Quand il avait encore du courant, Ali Karrar est allé jusqu’à allonger quelques minutes son nourrisson au frigo dans sa ville d’al-Hilla, au sud de Bagdad. A Diwaniyah, plus au sud, Rahi Abdelhussein n’arrête pas d’amener des sacs de glaçons pour hydrater ses enfants. Partout à travers le pays, les commerçants ont installé des tuyaux, robinets et autres pommeaux improvisés pour que les passants puissent se doucher sur le trottoir avant de reprendre leurs achats… tout secs quelques minutes plus tard.

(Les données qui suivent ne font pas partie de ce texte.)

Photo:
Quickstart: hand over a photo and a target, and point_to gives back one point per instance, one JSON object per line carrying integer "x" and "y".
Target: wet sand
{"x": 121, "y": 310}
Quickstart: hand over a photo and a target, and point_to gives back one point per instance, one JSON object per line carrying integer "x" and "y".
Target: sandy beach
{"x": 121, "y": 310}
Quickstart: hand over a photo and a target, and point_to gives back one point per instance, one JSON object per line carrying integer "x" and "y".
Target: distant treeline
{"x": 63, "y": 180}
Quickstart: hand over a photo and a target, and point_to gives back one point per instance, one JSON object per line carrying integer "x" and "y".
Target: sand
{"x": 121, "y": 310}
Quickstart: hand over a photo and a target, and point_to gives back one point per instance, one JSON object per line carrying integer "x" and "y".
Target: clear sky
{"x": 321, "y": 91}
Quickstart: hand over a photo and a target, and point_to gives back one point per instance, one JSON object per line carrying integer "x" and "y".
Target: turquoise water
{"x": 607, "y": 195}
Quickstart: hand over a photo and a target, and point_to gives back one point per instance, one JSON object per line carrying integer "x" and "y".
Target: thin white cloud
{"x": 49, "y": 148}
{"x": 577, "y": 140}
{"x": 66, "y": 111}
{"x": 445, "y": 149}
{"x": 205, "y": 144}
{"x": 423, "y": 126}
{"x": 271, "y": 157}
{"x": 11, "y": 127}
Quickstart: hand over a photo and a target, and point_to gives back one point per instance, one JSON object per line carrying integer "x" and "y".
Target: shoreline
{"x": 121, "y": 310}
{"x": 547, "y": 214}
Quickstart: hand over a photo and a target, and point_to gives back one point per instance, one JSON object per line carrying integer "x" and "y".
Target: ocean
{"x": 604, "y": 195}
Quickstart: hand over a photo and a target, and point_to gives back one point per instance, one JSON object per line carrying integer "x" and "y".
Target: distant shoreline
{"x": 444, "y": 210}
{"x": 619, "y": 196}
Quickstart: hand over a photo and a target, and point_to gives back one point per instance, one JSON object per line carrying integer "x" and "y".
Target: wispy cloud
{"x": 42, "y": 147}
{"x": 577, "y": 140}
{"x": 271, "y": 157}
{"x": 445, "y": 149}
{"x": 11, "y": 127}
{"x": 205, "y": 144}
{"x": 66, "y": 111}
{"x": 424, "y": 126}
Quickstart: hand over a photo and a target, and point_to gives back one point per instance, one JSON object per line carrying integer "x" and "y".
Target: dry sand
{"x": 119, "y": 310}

Le pire, comme à chaque fois, c’est à Bassora, la seule ville côtière du pays, où le ressenti des grandes chaleurs — plus de 50 degrés — est multiplié par l’humidité. La moiteur et l’inconfort sont tels que le gouvernorat a décrété quatre jours fériés cette semaine pour éviter aux habitants de sortir et aux pots d’échappement de faire grimper la température. « On fait dormir les enfants par terre pour chercher un peu de fraîcheur et nous, les adultes, on ne ferme pas l’oeil de la nuit », raconte à l’AFP Mechaal Hachem, docker et père de trois enfants à Bassora.
« La faute à l’autre”
Le scénario catastrophe de cette année est le résultat de dizaines d’actions qui ont déclenché des réactions en chaîne. Résultat, au beau milieu de la nuit de jeudi à vendredi, plus aucun watt ne circulait dans les lignes électriques du pays. Qui est responsable de tout ça, s’interrogent nombre des 40 millions d’Irakiens qui ont vu en près de 20 ans la moitié des pétrodollars du pays disparaître dans les poches de politiciens et d’hommes d’affaires véreux.
« Le ministère de l’Electricité dit ‘c’est la faute du ministère du Pétrole’, le Pétrole dit ‘c’est la faute des Finances’, les Finances disent ‘c’est la faute de l’Iran’, l’Iran dit ‘c’est la faute du gouvernement irakien’, le gouvernement dit ‘c’est la faute du peuple’, le peuple dit ‘c’est la faute des politiques’ et les politiques disent ‘il faut faire avec' », résume, ironique, le chercheur Sajad Jiyad sur Twitter.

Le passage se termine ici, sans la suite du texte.